This is the rag rug I’ve been working on for more than a year now. Overwhelming, isn’t it? What I’ve done so far feels tiny and insignificant, and I feel so far away from the completion that it feels impossible.
I’ve been working on it in little bits: choosing cloth to cut up (old clothes that were far too ragged to give away for re-use), cutting it into painstaking strips, and finally, one by one, threading the strips into the holes. In a fit of excitement at my awesome project, I cut up the black shirts and made the border all in one day. “Oh, this wasn’t so bad!”
Every tutorial I looked at warned me that this was a long process, that the rug is created SLOWLY. “I’m sure it will be fine.”

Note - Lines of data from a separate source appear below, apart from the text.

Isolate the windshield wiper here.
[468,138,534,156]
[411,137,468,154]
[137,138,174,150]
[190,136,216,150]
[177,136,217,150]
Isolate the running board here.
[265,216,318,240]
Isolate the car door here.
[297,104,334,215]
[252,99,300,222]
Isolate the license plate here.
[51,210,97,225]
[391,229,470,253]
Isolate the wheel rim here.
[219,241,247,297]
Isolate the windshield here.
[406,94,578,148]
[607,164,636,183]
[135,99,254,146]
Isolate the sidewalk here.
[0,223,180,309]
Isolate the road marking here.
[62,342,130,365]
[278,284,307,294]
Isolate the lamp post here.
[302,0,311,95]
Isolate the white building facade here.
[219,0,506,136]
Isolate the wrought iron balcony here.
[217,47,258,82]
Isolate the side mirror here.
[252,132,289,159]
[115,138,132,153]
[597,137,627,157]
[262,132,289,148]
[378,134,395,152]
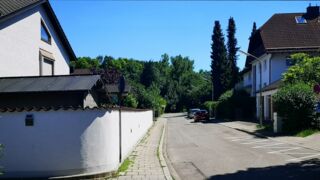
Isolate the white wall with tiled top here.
[0,6,70,77]
[0,109,153,179]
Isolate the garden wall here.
[0,109,153,178]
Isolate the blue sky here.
[51,0,317,70]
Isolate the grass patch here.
[296,129,320,137]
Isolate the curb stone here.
[158,119,173,180]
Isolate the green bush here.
[216,90,255,119]
[216,90,234,119]
[123,94,138,108]
[273,82,317,133]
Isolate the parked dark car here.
[194,110,209,122]
[188,108,200,119]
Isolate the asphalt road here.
[164,113,320,180]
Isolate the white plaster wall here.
[253,54,271,91]
[0,110,152,178]
[0,6,69,77]
[271,54,289,83]
[243,71,252,87]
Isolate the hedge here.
[273,82,317,133]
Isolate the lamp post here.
[238,49,263,126]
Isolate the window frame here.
[39,49,55,76]
[40,19,52,45]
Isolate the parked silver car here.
[188,108,200,119]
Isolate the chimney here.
[306,5,320,19]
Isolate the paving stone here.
[118,121,165,180]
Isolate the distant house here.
[243,6,320,120]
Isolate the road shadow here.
[208,159,320,180]
[162,113,187,119]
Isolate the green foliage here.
[72,54,212,115]
[123,94,138,108]
[216,90,255,119]
[217,90,234,119]
[140,61,160,87]
[273,83,316,132]
[211,21,231,99]
[283,53,320,86]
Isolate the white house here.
[243,6,320,120]
[0,0,76,77]
[0,0,153,179]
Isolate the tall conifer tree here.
[227,17,239,89]
[211,21,227,100]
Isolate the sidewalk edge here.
[158,118,173,180]
[159,118,181,180]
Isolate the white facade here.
[252,53,289,119]
[271,54,289,83]
[0,6,70,77]
[0,110,153,178]
[243,71,252,87]
[252,54,272,91]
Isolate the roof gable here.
[0,0,77,61]
[0,0,44,18]
[260,13,320,50]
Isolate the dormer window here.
[41,21,51,44]
[295,16,307,24]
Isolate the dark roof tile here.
[0,75,100,93]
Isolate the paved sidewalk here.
[219,121,320,151]
[113,118,166,180]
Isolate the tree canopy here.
[72,54,212,113]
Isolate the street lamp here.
[238,49,263,126]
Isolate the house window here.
[42,58,54,76]
[25,114,34,126]
[286,56,294,66]
[39,49,54,76]
[41,21,51,44]
[263,60,267,71]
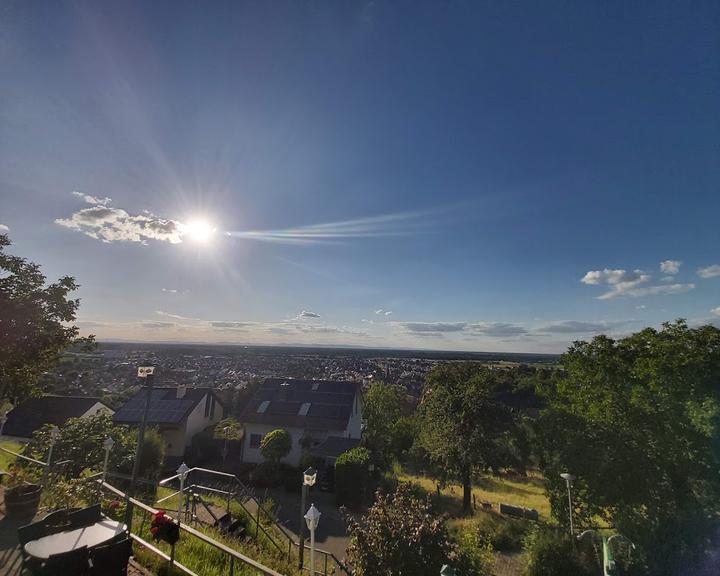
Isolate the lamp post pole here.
[43,426,60,486]
[125,366,155,530]
[103,436,115,483]
[560,472,575,538]
[298,468,317,570]
[305,504,320,576]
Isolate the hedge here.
[335,447,370,510]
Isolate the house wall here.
[80,402,115,418]
[243,424,305,466]
[160,394,223,458]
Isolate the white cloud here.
[537,320,632,334]
[660,260,682,276]
[295,310,320,320]
[580,268,695,300]
[468,322,528,338]
[698,264,720,278]
[55,192,182,244]
[73,191,112,206]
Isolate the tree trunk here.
[463,470,472,515]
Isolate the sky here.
[0,0,720,352]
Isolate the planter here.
[5,484,42,518]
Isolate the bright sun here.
[183,218,217,244]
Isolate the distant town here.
[43,342,558,407]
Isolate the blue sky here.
[0,1,720,352]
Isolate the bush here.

Trying to build a writing career feels overwhelming. Heck, going on with my day feels overwhelming sometimes. Getting the dishes done feels overwhelming, leaving homework and relationships completely out of it! And all I can do is focus on the small things, one thing at a time, one moment at a time. That doesn’t mean I can’t or shouldn’t plan for the future, because I absolutely should. I must. Otherwise my focus is always just in the present, doing whatever presents itself. But I can’t focus on the entirety of what needs to be done. It’s huge and overwhelming, and that makes me freeze up, worry so much that I can’t get anything done. Instead, I have to look at what’s right in front of me, decide what my next task is going to be and focus on that. Just as with my rag rug, I can’t try to put ten strips in ten different holes at once. Instead, I have to go one at a time. Each one feels insignificant, just as each task sometimes feels insignificant. But, if chosen wisely, each task builds on the others, until eventually something beautiful has been created.